I’m in trouble as I trust law enforcement a great deal. If I ever get into a situation where I have to use deadly force in self defense, I figure it is in my best interests to point out all the important evidence, including witnesses , the weapon, etc.

I feel that if I acted lawfully in a justified self defense shooting, the officers responding will be on my side as they can easily empathize with my situation and put themselves in my shoes.

However, even LEOs themselves will shout it from the mountaintops to know your rights, get an attorney. Other than the immediate time sensitive evidence that they need, further cooperation will have to be with an attorney and I know that they will not hold that against me. After all, if they were in my shoes, they would be doing the exact same thing.

Yeah… I trust cops. Prosecutors? Not so much…

So best I speak with the full knowledge that anything I say can and will be used against me in court. So , give the officers what they need to know (security camera footage, witnesses, location of weapon, breakdown of what happened, that time sensitive exculpatory evidence). Further information, only with a lawyer present.

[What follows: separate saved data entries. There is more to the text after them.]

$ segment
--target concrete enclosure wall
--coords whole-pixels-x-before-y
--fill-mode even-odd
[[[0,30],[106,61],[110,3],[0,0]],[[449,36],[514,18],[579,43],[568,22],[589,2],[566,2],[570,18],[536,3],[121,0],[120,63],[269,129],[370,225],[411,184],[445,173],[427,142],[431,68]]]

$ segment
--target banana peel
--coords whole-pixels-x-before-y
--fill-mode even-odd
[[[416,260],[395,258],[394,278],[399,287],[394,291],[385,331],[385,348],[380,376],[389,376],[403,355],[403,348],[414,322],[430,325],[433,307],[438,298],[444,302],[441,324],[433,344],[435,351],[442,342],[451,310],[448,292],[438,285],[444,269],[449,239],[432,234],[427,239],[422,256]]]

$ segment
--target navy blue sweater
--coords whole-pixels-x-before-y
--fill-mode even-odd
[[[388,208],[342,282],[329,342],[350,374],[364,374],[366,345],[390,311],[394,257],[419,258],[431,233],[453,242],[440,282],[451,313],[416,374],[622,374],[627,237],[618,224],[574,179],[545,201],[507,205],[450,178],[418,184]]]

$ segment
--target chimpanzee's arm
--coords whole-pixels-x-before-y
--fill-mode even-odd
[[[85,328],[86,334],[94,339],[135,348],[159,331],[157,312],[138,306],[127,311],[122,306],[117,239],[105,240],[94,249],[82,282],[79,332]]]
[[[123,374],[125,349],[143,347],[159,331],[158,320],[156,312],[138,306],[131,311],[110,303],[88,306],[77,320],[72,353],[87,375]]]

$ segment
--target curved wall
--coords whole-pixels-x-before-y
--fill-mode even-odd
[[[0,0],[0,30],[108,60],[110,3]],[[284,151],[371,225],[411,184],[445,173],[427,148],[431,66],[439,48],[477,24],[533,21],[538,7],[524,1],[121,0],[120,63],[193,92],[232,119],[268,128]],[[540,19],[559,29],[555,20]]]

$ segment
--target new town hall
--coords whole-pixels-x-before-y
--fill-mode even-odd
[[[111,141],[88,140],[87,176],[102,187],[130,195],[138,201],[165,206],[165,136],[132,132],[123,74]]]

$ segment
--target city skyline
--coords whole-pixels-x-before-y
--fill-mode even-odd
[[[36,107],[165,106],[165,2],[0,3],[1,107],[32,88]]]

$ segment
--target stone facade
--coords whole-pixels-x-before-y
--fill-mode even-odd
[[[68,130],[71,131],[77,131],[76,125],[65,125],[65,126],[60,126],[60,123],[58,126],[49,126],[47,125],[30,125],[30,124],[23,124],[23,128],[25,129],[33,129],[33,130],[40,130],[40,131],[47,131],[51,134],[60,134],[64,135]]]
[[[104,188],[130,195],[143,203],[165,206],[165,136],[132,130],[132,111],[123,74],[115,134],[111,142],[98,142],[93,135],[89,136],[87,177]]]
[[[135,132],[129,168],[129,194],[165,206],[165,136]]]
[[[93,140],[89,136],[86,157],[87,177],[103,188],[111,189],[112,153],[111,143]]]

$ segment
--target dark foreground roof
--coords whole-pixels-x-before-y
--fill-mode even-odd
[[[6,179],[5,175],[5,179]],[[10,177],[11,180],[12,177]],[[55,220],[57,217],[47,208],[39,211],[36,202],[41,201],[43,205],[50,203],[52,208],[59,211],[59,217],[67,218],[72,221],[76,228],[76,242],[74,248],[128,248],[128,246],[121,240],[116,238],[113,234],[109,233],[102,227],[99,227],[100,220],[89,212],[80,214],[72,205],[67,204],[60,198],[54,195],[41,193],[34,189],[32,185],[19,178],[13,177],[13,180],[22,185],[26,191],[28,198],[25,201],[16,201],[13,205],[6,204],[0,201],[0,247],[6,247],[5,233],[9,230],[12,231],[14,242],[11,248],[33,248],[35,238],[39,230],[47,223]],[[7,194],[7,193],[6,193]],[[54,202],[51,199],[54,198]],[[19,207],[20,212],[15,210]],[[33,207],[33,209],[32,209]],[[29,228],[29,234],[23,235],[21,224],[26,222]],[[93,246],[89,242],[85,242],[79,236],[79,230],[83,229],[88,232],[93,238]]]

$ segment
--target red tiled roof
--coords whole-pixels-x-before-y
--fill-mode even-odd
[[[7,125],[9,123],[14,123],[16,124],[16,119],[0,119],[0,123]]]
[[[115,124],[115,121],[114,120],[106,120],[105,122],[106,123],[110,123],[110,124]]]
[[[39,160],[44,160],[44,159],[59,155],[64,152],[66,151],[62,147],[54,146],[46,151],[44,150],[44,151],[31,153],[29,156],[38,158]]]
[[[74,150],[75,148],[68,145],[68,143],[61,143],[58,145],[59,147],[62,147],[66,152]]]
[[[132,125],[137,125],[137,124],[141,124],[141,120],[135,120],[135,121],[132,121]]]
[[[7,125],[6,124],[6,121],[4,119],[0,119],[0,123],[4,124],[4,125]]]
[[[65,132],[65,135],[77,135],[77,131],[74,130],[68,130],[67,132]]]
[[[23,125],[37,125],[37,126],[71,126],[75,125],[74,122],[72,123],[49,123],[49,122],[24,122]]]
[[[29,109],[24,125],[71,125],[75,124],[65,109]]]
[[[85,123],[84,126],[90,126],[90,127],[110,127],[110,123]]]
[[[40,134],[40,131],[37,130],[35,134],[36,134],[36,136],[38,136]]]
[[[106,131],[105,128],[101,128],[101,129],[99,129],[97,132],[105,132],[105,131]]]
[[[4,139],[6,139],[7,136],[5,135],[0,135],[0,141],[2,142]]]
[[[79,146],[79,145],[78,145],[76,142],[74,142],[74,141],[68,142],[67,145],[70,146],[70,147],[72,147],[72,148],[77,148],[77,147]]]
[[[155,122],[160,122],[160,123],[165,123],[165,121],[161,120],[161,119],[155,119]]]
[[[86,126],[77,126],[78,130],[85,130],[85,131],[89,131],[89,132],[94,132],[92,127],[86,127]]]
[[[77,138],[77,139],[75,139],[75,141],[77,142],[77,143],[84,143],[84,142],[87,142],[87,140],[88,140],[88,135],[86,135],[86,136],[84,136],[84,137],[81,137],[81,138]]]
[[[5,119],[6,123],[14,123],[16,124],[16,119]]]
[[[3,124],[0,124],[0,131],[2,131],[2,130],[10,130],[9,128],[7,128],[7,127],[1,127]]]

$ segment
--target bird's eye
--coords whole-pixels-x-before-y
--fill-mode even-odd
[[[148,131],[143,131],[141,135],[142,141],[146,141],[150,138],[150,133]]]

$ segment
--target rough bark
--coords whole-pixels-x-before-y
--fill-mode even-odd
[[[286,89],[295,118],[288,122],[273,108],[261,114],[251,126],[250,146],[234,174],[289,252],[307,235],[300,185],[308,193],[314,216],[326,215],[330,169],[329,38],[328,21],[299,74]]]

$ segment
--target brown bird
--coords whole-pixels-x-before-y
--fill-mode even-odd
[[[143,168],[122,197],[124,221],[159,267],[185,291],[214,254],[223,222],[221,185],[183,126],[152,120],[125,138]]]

I’d likely be very stressed out and not in a position for completely rational thought. I’m not a battle hardened veteran.

It is certainly helpful to think about these things and account for them in advance rather than have that situation happen and have no plan. I value my freedom and my rights very much. Would not want to lose them to a prosecutor just looking to add another notch to their belt.

Thank you very much for putting this together Andrew.
There is so much conflicting/confusing opinion out there.